Stored program model                               Replicated neurons and synapses

Digital                                                                Mixed-mode analog-digital

Synchronous                                                 Asynchronous

Serial                                                                Parallel

Centralized                                                    Distributed

Hardwired circuits                                     Reconfigurable

Explicit memory addressing                 Implicit memory addressing

Over-writes data                                         Updates state when info changes

Separates computation from data      Blurs data/computation boundary

             As the amount of digital data that we create continues to grow massively and the world becomes more instrumented and interconnected, there is a need for new computing systems with intelligence that can spot patterns in various digital and sensor data; analyze and integrate information real-time in context; and deal with the ambiguity found in complex environments.

Businesses will simultaneously need to monitor, prioritize, adapt and make rapid decisions based on ever-growing streams of critical data and information. A cognitive computer could quickly and accurately put together the disparate pieces of this complex puzzle, while taking into account context and previous experience, to help business decision makers come to a logical response.

            “Learning from the brain is an attractive way to overcome power and density challenges faced in computing today,” said Josephine Cheng, IBM Fellow and lab director of IBM Research – Almaden. “As the digital and physical worlds continue to merge and computing becomes more embedded in the fabric of our daily lives, it’s imperative that we create a more intelligent computing system that can help us make sense the vast amount of information that’s increasingly available to us, much the way our brains can quickly interpret and act on complex tasks.”

            IBM and its university partners were recently awarded $16.1 million in additional funding from the Defense Advanced Research Projects Agency (DARPA) for Phase 1 of its Systems of Neuromorphic Adaptive Plastic Scalable Electronics (SyNAPSE) initiative. This phase of research will focus on the components, brain-like architecture and simulations to build a prototype chip. The long-term mission of IBM’s cognitive computing initiative is to discover and demonstrate the algorithms of the brain and deliver low-power, compact cognitive computers that approach mammalian-scale intelligence and use significantly less energy than today’s computing systems.

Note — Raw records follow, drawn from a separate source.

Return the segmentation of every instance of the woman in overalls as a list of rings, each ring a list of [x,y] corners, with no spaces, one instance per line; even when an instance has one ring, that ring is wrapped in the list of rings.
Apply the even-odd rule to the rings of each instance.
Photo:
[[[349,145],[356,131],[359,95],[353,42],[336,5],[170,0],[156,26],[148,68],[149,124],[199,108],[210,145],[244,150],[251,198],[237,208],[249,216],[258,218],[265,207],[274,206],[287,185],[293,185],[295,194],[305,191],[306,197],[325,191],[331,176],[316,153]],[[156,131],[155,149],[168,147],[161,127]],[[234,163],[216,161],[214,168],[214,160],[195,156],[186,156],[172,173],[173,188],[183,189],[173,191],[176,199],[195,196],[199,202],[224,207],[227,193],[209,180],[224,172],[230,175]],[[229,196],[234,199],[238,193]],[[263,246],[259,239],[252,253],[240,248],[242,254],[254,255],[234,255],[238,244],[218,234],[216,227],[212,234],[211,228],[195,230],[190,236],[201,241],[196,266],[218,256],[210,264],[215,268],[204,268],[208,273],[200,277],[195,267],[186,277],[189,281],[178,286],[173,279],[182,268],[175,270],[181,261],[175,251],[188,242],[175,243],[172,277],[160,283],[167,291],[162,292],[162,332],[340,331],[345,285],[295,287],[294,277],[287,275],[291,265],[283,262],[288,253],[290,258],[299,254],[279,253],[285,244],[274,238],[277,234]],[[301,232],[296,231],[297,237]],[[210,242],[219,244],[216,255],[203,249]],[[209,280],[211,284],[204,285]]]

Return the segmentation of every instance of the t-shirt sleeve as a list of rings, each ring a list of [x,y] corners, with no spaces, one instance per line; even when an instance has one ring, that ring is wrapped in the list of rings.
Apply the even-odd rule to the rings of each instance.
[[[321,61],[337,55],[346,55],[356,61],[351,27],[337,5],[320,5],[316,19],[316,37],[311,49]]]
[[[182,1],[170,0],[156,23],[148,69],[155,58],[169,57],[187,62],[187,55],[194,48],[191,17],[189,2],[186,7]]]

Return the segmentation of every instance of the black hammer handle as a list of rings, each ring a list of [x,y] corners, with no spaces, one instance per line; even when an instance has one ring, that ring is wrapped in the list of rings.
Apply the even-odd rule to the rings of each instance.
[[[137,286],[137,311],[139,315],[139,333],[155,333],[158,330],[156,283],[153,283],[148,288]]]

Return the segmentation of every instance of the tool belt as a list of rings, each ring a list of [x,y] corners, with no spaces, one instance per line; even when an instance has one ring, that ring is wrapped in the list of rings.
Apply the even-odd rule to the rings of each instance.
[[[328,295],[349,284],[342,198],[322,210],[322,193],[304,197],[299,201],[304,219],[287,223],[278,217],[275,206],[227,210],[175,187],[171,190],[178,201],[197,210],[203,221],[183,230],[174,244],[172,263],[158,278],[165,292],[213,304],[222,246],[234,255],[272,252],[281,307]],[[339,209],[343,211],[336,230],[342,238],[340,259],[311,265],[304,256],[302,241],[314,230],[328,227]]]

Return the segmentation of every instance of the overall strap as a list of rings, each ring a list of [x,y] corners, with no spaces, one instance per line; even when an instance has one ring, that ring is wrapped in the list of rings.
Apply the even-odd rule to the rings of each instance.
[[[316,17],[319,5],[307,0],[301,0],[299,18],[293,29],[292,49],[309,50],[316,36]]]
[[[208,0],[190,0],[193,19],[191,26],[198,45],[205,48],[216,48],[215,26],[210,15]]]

            “The goal of the SyNAPSE program is to create new electronics hardware and architecture that can understand, adapt and respond to an informative environment in ways that extend traditional computation to include fundamentally different capabilities found in biological brains,” said DARPA program manager Todd Hylton, PhD. Technical insight and more details on the SyNAPSE project can be found on the Cognitive Computing blog at http://modha.org/.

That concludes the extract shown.